Elle étala sur le bord de la route la
carte de la Seine-Maritime. Tous les deux s’agenouillèrent devant
les lignes qui formaient le triangle équilatéral, les trois
bissectrices, et leur prolongement… Une ou deux gouttes tombèrent
sur la carte.
— Il faut se dépêcher, dit Paloma.
Nous connaissons le triangle et avons repéré le dodécaèdre au
centre. Vite, une idée !
— Et les points entourés qui ne
sont sur aucune ligne ?
— C’est vrai, il y en a encore
beaucoup…
Quelques autres gouttes tombèrent sur la
carte.
— Et Tancarville ? demanda
Bergton. Tancarville n’est sur aucune ligne !
— Comme encore un certain nombre
d’autres lieux que j’ai entourés aujourd’hui. Les lieux rouennais
par exemple… De toutes les façons, tant que l’on n’aura pas trouvé
à quoi sert le centre géographique, on n’aura pas avancé ! On
ne pourra pas faire le lien avec le cryptogramme de l’aiguille ni
les douze châteaux.
— Bergton regarda sa montre.
22h10.
— On ne va tout de même pas rester
bloqué ici, grogna le professeur. Pas au cœur même du triangle. Ce
serait trop stupide.
Paloma, elle, regardait le ciel avec
inquiétude.
— Il nous faut partir professeur.
Nous abriter. On reviendra après l’orage. Que diriez-vous de
reprendre le vélo et de dévaler la côte jusqu’au café du
village ?
Roland Bergton sembla se résigner.
— Vous avez raison. Acceptons notre
ignorance. Fuyons. Dévalons la côte sur notre bicyclette, comme le
disait Julien Gracq…
Paloma commença à replier la carte tout
en soupirant. Elle avait froid. Elle était fatiguée. Elle n’avait
aucune envie de relever cette allusion savante à Julien Gracq
qu’elle ne comprenait pas. Roland Bergton ne remarqua pas son
indifférence. Il continua.
— Vous savez, Julien Gracq était un
fervent admirateur de Maurice Leblanc. Comme beaucoup d’écrivains
célèbres d’ailleurs… Mais Julien Gracq était vraiment le plus
fidèle…
Paloma haussa les épaules et le coupa
vivement :
— Excusez-moi professeur, mais
c’est vous qui maintenant êtes hors sujet ! Aidez-moi plutôt à
plier bagages…
Bergton soupira à son tour :
— Vous avez raison, belle et
raisonnable enfant. Reprenons notre monture et dévalons.

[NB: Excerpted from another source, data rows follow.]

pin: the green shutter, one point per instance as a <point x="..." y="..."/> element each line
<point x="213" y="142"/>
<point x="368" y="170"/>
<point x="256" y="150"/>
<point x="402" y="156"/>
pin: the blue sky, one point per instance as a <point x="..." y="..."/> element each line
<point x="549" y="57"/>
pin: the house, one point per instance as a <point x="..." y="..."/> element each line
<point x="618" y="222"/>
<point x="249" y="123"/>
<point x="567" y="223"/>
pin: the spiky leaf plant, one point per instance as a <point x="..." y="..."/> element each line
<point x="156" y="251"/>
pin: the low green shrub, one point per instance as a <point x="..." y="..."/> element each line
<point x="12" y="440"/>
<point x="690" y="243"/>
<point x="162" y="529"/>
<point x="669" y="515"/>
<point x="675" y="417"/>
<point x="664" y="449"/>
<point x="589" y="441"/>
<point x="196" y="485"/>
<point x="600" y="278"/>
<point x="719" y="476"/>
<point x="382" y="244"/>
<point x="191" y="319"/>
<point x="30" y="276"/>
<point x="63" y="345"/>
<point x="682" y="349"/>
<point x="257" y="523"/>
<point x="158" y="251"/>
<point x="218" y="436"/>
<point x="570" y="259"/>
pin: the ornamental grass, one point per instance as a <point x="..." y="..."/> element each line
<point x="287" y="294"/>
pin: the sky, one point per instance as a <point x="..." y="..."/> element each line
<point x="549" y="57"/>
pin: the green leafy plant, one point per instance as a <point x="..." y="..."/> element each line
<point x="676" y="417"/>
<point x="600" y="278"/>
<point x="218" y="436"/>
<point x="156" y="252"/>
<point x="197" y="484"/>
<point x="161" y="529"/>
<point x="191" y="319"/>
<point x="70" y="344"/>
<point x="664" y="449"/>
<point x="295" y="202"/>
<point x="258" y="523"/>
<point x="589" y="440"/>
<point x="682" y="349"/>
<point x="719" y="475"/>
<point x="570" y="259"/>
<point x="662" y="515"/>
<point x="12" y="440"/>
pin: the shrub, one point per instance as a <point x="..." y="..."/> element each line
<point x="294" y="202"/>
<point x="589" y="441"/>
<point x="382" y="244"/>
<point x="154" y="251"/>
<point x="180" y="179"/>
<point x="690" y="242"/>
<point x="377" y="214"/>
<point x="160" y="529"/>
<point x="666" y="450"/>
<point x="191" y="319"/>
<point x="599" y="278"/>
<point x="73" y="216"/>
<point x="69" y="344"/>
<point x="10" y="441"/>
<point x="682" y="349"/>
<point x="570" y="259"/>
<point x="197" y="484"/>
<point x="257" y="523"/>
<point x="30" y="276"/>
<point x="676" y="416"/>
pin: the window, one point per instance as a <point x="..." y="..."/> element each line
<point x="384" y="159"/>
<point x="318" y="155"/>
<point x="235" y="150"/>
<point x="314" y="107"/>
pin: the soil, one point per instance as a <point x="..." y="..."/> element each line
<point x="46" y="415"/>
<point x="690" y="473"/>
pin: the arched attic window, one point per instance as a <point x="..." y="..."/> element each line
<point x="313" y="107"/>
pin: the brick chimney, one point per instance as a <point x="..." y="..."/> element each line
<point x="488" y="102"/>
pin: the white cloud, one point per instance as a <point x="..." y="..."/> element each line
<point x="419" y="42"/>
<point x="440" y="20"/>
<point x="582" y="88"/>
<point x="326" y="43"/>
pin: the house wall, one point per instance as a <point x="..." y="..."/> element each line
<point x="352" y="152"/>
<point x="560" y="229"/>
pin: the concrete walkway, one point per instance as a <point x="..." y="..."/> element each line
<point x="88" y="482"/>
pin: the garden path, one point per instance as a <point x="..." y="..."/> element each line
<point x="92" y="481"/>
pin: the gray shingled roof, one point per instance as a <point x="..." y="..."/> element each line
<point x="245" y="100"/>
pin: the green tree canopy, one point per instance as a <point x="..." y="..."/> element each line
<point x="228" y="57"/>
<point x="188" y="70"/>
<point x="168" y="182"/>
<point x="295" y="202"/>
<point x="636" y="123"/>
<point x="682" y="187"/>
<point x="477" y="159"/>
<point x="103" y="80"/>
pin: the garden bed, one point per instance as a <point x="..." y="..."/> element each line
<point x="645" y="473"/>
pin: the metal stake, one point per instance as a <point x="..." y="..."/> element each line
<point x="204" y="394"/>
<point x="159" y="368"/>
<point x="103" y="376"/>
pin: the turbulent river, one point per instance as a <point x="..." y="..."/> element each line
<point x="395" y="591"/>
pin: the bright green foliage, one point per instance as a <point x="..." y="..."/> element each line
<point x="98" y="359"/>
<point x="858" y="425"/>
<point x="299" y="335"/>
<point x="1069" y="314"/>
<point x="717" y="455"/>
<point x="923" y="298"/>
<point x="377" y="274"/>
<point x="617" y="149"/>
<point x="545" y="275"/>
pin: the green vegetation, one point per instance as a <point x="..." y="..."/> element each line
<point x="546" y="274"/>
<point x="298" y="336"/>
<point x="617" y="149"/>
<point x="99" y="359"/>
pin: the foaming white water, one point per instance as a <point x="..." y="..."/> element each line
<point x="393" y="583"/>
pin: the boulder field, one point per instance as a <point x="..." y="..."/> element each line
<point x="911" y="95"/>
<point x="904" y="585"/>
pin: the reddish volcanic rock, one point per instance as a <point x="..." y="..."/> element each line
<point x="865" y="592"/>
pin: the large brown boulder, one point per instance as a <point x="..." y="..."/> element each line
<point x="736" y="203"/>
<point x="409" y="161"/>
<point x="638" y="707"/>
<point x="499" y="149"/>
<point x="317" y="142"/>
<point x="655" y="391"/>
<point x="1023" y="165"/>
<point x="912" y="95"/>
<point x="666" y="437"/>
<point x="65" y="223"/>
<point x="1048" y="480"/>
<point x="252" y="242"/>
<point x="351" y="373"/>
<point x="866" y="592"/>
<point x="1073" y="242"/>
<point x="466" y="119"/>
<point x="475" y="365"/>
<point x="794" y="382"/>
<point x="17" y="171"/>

Il ne put cependant s’empêcher de
déclamer : “quand je visite le pays d’Arsène Lupin, où sur
les routes le frénétique Isidore Beautrelet, dévalant sur sa
bicyclette, tourne autour de l’aiguille creuse comme la flèche de
la boussole autour du pôle”.
Paloma s’arrêta brusquement, la carte à
la main. L’étudiante regarda Bergton avec des yeux démesurés. Le
professeur la trouva soudain extrêmement belle.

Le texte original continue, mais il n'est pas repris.